Members of a type can have different accessibility levels. Accessibility levels define which other types can access the members of a type. In many situations, it is desirable to limit the accessibility of a member. If one member implements some functionality for a type, such as data validation of field values, then it may be useful to all other members of that type but may be considered an implementation detail of the type. Developers can limit the accessibility of the member so as to prevent clients from using it. This practice helps to localize the effects of change. For example, if the signature of such a privately scoped member changes, then the change will not affect any of the clients of this type. Thus the effect of the change remains limited to this type's definition. Conversely, accessibility may be restricted to a higher level than private but less than public. This choice could, for example, widen the effect of a change, possibly to the type's assembly, but keep it a much smaller effect than changing a publicly available member.

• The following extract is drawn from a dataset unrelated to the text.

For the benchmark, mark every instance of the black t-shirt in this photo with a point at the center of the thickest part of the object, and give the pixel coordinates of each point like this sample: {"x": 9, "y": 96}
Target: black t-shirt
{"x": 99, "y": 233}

The CLR supports a number of accessibility levels:

  • Public: available to all types

  • Assembly: available to all types within this assembly

  • Family: available in the type's definition and all of its subtypes

  • Family or Assembly: available to types that qualify as either Family or Assembly

  • Family and Assembly: available to types that qualify as both Family and Assembly

  • Compiler-controlled: available to types within a single translation unit

  • Private: available only in the type's definition

All members in an interface are public. Types are permitted to widen accessibility. That is, a subtype may make a member more visible, as sometimes occurs with inherited virtual methods, for example. This approach ensures that the method is at least equally visible in the subtype. Use of this widening facility, although legal, is considered problematic at best and should be avoided.